Keep it up to date, and then use it as a constant reference during prompt-driven sessions.
💡 Want to go deeper? Check out our guide on Cursor Rules to see how to encode best practices, patterns, and constraints directly into your grounding files—giving AI a more structured understanding of your codebase.
5. Git is your ideal save system
Before writing any code:
- Initialize a new Git repository and make your first commit with the spec file
- Commit often—especially between AI-driven changes
- Use branches to test ideas without risk
Git lets you roll back, track your thinking over time, and create meaningful milestones as your project evolves.
6. Understand the tech first
Large language models generate guesses—not guarantees.
If you don’t understand how something like token-based authentication or event-driven systems work, you might miss subtle (or huge) mistakes in the output.
Use the model to teach yourself what you don’t know.Ask it:
- “Give me a one-paragraph summary of how token-based auth works.”
- “What’s the difference between JWT and opaque tokens?”

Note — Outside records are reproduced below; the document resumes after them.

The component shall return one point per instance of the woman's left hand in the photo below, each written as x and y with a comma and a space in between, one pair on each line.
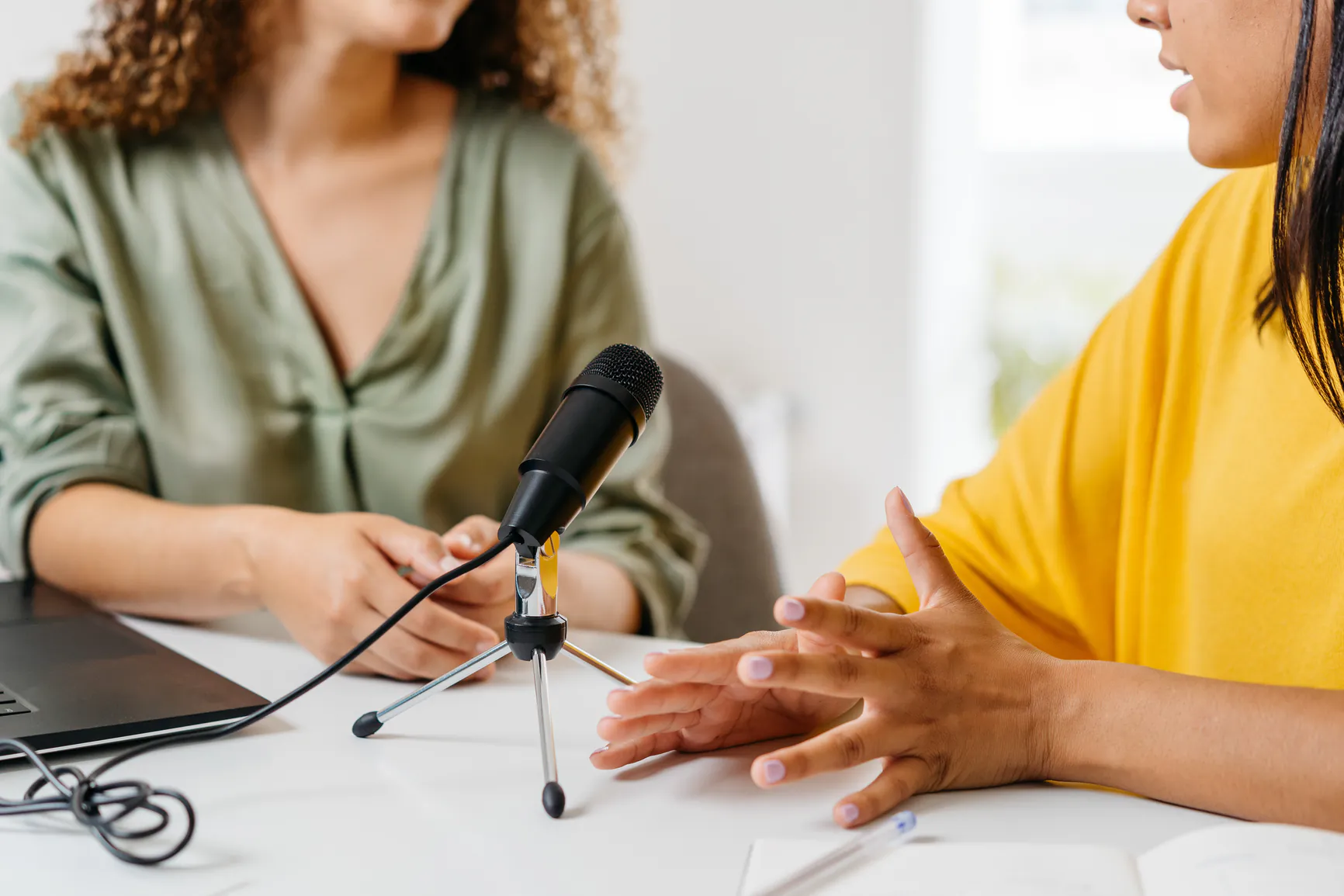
952, 699
487, 594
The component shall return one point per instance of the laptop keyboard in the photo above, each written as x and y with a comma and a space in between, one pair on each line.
9, 704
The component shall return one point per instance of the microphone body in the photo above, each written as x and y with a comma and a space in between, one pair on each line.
601, 415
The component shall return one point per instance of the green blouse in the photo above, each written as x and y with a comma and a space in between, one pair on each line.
152, 335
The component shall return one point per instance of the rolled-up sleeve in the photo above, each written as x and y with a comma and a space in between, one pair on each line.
65, 413
629, 521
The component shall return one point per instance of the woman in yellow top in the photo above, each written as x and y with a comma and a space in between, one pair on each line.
1145, 587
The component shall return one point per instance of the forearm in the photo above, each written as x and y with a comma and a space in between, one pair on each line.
597, 594
135, 554
1252, 751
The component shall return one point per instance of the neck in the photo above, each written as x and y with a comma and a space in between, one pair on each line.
315, 93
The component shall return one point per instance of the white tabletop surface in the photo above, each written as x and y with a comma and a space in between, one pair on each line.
446, 798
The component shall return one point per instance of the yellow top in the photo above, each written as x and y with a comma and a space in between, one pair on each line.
1175, 499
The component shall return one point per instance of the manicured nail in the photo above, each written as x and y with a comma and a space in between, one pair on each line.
760, 668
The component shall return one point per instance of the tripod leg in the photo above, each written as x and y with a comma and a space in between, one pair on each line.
552, 795
371, 721
584, 656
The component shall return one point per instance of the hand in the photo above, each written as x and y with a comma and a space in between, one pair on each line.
332, 578
486, 597
697, 701
952, 699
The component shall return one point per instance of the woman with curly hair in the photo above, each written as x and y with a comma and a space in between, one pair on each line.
286, 290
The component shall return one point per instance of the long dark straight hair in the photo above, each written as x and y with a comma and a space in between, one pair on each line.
1305, 288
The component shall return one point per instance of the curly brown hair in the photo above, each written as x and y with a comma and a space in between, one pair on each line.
145, 64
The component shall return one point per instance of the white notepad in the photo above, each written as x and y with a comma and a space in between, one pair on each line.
1228, 860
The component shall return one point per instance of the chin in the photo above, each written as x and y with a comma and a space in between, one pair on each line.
1228, 150
413, 26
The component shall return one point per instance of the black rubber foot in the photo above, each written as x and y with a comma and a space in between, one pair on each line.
367, 725
554, 800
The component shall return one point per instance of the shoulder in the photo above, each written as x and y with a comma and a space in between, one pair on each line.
535, 156
1234, 220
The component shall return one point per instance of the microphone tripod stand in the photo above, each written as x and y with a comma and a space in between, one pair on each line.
535, 633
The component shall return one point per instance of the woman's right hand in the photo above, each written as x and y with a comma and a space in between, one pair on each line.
697, 701
332, 578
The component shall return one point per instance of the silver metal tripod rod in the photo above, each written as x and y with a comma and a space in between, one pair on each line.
597, 664
442, 683
543, 715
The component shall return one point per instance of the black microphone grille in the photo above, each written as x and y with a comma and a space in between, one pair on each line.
632, 368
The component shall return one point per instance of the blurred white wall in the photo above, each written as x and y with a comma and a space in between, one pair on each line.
772, 196
31, 34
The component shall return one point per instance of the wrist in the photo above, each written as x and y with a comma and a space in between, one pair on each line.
598, 594
1073, 695
245, 534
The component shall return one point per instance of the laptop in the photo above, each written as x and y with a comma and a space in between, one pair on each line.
74, 677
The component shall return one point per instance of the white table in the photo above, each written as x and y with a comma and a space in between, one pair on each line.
446, 800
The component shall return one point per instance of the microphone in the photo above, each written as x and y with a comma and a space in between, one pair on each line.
601, 414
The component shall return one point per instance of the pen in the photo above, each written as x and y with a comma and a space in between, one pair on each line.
890, 831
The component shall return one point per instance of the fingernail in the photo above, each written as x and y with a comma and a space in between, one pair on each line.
758, 668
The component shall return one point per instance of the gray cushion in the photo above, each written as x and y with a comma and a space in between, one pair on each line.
710, 477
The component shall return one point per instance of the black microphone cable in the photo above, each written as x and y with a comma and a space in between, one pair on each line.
104, 808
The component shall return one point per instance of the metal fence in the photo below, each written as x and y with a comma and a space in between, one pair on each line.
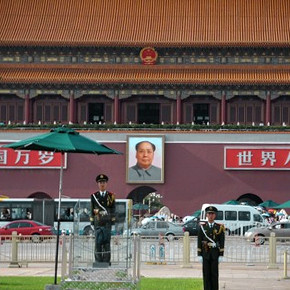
127, 254
155, 250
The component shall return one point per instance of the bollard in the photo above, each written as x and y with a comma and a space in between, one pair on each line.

- “Walk me through how this specific library handles sessions.”
You can rapidly fill knowledge gaps in real time, leveling up your understanding alongside your project.
Yes, you always need to be on guard about hallucinations, but you can cross-reference information you’re unsure about with other sources.
For most non-destructive changes, you can quickly create a test file to prove out a given pattern or approach.